Statistical analysis

SPSS Statistics 25 (https://www.ibm.com/products/software) together with R v.3.6.1 (https://www.r-project.org/) was employed for all statistical analyses. Mann-Whitney U-tests and Unpaired Student’s t-tests assisted in comparing two groups containing variables with normal distributions and two groups containing variables with nonnormal distributions, respectively. To compare three groups, one-way analysis of variance served as the parametric method, and Kruskal-Wallis tests of variance were used as the nonparametric method. Fisher’s exact tests or chi-square tests assisted in analyzing the contingency table variables. Kaplan-Meier survival analysis was performed, together with log-rank tests for comparison. A univariate Cox proportional hazards regression model assisted in estimating the hazard ratios exhibited by univariate analyses. Statistical significance was identified by a two-tailed P-value < 0.05 [19].

Results

Identification and annotation of TRMGs

We observed that patients with a higher abundance of macrophage infiltration had a poorer prognosis (Fig. 2a), which prompted us to identify prognostic biomarkers of HCC according to the degree of macrophage infiltration. We identified 1382 metabolic genes with different expression levels between high macrophage infiltration and low macrophage infiltration patients (Fig. 2b), and 192 genes were significantly correlated with macrophage infiltration (cor > 0.4, p < 0.001) (Fig. 2c). KEGG and GO enrichment analysis demonstrates the involvement of these genes in many aspects of metabolism, including those related to glycoproteins, sulfur compounds, coenzymes, carbon, purines, glycolysis, and glycogenesis (Fig. 3).

Fig. 2.

Fig. 2

Identification of tumor-associated macrophage-related metabolic genes. a Kaplan-Meier survival curve showing the relationship between macrophage abundance and overall survival. b Heat map of differentially expressed metabolism-related genes between high and low macrophage abundance HCC patients (c) Venny plot of tumor-associated macrophage-related metabolic genes identified by Pearson correlation analysis

Fig. 3.

Fig. 3

Functional enrichment analysis of tumor-associated macrophage-related metabolic genes (TRMGs). a-b GO enrichment analysis of TRMGs. c-d KEGG enrichment analysis of TRMGs

Construction of prognostic signature

A total of 87 TRMGs were identified by Kaplan-Meier survival analysis and Univariate Cox regression analysis, and all were risk factors for the overall survival of HCC (Fig. 4a). The lasso regression model included the following 8 metabolic genes associated with prognosis (Fig. 4b-c): G6PD, GNPDA1, LDHA, ELOVL1, SLC25A24, CAD, GTDC1, and AMD1. The risk score = 0.0045 * expression of G6PD + 0.0010 * expression of GNPDA1 + 0.0018 * expression of LDHA + 0.0042 * expression of ELOVL1 + 0.0025 * expression of SLC25A24 + 0.0519 * expression of CAD + 0.0847 * expression of GTDC1 + 0.0030 * expression of AMD1. With the median value of 0.731 as the critical value, two groups were obtained, low-risk and high-risk. The relationship between the expression of these 8 genes and macrophage cell infiltration is shown in Fig. 5.

Fig. 4.

Fig. 4

The building process of the prognostic signature. a Forrest plot of prognostic metabolic genes identified by Univariate Cox and Kaplan-Meier survival analysis. b Lasso regression analysis performed on prognostic metabolic genes

Fig. 5.

Fig. 5

Eight genes that comprise the prognostic model. a Correlation analysis between expression level of 8 genes and macrophage infiltration level (image downloaded from https://cistrome.shinyapps.io/timer/). b Boxplot of expression level of 8 genes between tumor and normal tissues (image downloaded from http://gepia.cancer-pku.cn/). c Kaplan-Meier survival curve showing the relationship between the 8-gene signature and overall survival (image downloaded from http://gepia.cancer-pku.cn/)

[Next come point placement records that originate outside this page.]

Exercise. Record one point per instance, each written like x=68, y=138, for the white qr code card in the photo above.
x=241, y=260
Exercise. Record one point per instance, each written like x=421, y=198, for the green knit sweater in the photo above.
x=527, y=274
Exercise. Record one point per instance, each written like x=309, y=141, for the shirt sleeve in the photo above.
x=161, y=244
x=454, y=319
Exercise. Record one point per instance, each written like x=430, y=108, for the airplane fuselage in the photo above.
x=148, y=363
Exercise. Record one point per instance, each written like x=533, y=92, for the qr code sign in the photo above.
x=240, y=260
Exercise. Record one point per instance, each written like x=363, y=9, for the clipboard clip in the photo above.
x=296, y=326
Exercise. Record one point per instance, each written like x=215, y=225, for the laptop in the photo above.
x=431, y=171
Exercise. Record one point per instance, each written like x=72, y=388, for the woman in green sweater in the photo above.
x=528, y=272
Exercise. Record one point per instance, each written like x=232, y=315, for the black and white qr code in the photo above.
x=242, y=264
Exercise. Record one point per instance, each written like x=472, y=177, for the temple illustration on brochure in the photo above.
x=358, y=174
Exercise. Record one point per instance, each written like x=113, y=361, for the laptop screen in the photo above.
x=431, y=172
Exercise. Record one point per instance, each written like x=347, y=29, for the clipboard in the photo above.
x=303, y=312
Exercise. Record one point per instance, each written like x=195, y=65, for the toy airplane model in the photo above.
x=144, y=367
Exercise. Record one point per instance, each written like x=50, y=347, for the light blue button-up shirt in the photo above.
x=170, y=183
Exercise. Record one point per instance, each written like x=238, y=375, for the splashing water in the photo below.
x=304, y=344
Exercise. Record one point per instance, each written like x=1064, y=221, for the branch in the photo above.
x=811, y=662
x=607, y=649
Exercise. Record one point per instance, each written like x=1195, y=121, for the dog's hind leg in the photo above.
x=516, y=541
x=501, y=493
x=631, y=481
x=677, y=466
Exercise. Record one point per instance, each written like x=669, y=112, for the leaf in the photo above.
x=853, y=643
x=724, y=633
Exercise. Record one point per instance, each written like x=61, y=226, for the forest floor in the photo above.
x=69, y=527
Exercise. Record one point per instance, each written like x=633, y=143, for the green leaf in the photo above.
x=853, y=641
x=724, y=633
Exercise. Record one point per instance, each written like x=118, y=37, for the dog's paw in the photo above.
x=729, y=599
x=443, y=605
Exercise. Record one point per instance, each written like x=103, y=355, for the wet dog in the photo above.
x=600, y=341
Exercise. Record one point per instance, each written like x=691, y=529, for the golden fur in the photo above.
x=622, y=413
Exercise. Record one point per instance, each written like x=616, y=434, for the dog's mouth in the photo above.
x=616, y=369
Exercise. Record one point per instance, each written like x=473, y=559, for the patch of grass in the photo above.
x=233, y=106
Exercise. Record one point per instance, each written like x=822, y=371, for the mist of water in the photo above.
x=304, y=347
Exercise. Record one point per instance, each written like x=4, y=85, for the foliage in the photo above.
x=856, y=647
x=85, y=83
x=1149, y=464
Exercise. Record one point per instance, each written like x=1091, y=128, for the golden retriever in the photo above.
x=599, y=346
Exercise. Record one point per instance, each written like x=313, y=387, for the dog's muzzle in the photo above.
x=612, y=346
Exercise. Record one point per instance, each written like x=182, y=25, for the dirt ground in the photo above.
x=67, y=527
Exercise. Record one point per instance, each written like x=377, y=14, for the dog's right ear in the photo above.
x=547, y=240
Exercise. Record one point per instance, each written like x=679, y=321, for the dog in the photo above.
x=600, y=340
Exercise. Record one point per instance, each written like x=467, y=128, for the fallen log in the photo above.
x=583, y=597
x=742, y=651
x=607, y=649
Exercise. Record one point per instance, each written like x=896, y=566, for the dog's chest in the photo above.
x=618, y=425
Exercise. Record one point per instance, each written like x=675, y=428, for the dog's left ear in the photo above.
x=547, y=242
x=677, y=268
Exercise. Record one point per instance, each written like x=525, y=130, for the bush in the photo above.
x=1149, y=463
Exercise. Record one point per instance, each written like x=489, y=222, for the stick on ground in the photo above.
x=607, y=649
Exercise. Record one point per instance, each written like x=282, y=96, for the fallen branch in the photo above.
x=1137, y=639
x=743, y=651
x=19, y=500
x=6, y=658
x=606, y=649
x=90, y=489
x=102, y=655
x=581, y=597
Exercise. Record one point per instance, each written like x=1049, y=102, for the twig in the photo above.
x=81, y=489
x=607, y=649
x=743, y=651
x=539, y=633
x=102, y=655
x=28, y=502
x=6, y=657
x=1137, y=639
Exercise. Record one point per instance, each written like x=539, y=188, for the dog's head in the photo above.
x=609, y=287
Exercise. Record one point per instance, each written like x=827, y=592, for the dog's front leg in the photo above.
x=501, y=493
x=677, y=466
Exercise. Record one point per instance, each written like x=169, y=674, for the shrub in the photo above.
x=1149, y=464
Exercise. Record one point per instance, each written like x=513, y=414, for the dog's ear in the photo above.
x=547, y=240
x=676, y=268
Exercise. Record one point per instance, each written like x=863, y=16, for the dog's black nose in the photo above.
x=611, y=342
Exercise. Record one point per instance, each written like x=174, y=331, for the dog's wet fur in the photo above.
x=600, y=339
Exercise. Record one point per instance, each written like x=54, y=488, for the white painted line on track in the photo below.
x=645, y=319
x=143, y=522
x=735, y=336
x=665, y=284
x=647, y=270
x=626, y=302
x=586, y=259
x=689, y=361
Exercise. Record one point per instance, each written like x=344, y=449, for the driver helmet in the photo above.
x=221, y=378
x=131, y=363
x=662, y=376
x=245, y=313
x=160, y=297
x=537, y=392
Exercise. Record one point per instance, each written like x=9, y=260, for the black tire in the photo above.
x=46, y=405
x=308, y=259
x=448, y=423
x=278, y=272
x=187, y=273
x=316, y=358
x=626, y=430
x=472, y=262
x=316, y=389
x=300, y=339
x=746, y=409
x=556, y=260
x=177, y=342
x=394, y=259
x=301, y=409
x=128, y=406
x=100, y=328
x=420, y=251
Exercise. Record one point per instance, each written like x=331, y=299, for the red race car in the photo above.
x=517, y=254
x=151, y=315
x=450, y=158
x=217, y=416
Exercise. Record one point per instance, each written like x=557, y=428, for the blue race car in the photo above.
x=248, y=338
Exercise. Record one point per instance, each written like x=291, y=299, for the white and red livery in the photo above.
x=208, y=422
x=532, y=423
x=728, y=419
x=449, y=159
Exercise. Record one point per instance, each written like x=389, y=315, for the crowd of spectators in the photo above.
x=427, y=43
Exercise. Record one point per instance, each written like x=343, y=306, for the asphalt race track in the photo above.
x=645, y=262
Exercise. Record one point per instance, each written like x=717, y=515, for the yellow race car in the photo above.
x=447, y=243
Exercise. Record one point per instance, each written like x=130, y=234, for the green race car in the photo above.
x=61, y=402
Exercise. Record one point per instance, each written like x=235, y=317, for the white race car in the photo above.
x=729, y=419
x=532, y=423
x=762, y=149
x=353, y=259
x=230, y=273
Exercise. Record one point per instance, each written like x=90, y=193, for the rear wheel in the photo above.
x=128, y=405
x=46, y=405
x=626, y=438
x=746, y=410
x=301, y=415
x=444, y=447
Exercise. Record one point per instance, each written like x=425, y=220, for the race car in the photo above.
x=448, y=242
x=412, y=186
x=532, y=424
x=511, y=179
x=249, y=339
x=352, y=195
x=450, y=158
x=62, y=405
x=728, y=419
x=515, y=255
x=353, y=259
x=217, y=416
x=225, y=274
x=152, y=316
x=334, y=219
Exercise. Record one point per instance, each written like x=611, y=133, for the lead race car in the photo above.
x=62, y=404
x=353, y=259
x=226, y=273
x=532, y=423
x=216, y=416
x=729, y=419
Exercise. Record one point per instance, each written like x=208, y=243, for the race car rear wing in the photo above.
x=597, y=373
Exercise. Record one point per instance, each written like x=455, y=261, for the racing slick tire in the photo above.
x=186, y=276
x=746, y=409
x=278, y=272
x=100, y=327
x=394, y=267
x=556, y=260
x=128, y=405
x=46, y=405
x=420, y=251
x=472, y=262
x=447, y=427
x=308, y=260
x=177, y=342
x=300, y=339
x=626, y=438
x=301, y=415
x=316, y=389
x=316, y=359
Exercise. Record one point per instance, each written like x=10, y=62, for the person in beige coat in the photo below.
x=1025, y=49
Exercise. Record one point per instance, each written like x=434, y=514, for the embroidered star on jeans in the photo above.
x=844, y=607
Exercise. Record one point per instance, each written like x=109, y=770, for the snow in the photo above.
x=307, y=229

Prognostic assessment of the signature in the TCGA cohort

Kaplan-Meier survival showed poorer overall survival (OS) of the high-risk group than the low-risk one (log-rank test p < 0.001) (Fig. 6a). The AUC for 1, 3, and 5-year OS was 0.786, 0.727, and 0.693, respectively (Fig. 6b). The survival status distribution map also showed that mortality increased as the risk score increased (Fig. 6c-e). Univariate and multivariate Cox regression analysis reveals the risk score as an independent prognosis predictor for OS (Fig. 7a-b).

Fig. 6.

Fig. 6

Construction of the prognostic model in TCGA cohort. a-b Kaplan-Meier survival analysis and time-dependent ROC analysis for predicting overall survival for patients in TCGA cohort used by risk score. c-e Heatmap of the eight genes and the distribution of risk score and the survival status of patients

Fig. 7.

Fig. 7

Internal validation of the prognostic model in TCGA cohort. a-b Univariate and multivariate regression analysis of the relationship between the RS and clinicopathological characteristics regarding overall survival in the TCGA cohort (green represents univariate analysis, and red represents multivariate analysis). c Subgroup survival analysis depending on different clinical features

Internal validation of the prognostic signature in the TCGA cohort

Patients were assigned to 20 groups by clinical characteristics. The high-risk group exhibited a poorer prognostic outcome in each subgroup than the low-risk one based on the Kaplan-Meier analysis. All p values obtained from log-rank tests in each subgroup were less than 0.05 (Fig. 7c).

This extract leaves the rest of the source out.